Há quem ache fútil a leitura do noticiário das celebridades. Errado: o frufru chega a ser instrutivo. Veja como é possível aprender alguma coisa:
**
‘Gaetano Lopes: `Eu nunca fiquei grávido´’**
‘Americana engravida durante gravidez’No mesmo tipo de noticiário, descobre-se que certas pessoas são flagradas. Estarão fazendo algo proibido? Haverá sexo no meio? Não:
**
‘Justin Timberlake é flagrado devorando doce’E fica-se sabendo muito a respeito de hábitos que talvez consideremos estranhos:
**
‘Megan Fox não voa sem Britney Spears’**
‘Preso britânico fica bêbado com álcool gel contra gripe suína’**
‘Courtney Love sai no tapa com um homem em banheiro de festa’**
‘Mischa Barton sai de cara lavada’**
‘Por engano, Cloney para no dentista após quebrar a mão’E ficamos conhecendo os curiosos procedimentos judiciais do exterior:
**
‘Gisele Bündchen e marido são processados por tiros’
O grande título
Há títulos amplos:
**
‘Lula defende clima na ONU’Tudo bem, mas qual clima mereceu a defesa de Sua Excelência? O chuvoso? O quente e seco? Talvez úmido e com vento?

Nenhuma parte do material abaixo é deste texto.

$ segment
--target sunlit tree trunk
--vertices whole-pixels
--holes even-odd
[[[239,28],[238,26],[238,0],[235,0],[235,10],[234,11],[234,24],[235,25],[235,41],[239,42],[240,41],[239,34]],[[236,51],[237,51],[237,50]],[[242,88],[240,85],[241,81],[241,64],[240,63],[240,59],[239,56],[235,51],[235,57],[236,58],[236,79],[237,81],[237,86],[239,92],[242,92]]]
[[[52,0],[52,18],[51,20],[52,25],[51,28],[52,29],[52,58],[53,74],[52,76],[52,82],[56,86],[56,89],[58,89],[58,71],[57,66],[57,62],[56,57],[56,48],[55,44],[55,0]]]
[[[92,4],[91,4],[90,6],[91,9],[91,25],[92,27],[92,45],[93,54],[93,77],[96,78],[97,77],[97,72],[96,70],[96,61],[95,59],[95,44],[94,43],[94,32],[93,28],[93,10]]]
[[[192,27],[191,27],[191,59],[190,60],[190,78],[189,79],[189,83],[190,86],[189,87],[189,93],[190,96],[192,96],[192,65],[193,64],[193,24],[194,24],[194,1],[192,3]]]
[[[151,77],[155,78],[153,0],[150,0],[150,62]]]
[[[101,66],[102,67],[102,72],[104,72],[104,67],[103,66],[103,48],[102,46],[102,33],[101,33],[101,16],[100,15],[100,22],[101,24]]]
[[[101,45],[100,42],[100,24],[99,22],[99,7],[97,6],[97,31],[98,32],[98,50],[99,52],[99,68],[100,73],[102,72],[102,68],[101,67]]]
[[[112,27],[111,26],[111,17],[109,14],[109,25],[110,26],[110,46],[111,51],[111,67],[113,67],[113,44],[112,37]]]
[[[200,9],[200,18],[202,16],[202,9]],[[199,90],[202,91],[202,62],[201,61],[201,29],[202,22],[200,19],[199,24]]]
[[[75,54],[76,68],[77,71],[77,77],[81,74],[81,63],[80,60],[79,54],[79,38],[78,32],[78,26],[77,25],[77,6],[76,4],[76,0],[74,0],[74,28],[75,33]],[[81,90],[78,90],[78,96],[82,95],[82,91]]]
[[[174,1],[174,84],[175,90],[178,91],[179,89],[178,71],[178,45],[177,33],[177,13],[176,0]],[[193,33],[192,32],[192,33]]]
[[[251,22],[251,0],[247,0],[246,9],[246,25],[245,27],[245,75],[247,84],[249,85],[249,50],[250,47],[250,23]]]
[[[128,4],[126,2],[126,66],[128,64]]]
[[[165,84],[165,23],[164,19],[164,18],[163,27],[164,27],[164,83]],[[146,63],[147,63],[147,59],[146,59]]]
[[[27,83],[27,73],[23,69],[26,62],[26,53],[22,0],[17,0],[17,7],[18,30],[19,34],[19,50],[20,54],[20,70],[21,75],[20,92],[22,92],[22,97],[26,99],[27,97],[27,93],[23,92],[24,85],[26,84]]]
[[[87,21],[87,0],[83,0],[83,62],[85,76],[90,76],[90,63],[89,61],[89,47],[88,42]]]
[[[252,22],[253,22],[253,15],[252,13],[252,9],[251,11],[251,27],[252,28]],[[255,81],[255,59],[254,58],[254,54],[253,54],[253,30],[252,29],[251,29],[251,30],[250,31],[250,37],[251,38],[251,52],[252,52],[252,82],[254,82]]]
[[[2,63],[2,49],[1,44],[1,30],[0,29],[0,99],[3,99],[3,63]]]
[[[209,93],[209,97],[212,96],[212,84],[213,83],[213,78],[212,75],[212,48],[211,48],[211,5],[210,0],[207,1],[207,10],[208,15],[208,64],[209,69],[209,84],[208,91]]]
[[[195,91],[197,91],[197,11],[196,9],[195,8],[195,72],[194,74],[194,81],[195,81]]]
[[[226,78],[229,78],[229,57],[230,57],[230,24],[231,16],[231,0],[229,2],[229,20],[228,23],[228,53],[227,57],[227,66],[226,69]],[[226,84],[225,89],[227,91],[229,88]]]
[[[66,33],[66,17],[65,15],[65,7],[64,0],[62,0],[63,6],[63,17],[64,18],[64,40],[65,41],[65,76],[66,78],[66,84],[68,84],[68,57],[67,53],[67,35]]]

Há frases (embora não sejam títulos) que despertam a malícia do duplo sentido – como esta, de um edital:
**
‘O banco será ativo na ponta’E títulos meio esquisitos, que se não tivessem saído em noticiosos sérios não seriam dignos de crédito:
**
‘Perus atacam mulher e filho em Nova Jersey’Todos esses títulos saíram meio por acaso. O grande título da semana foi feito deliberadamente para chamar a atenção:
**
‘CVM multa Pinto Rôla’É a primeira vez que um pleonasmo é multado.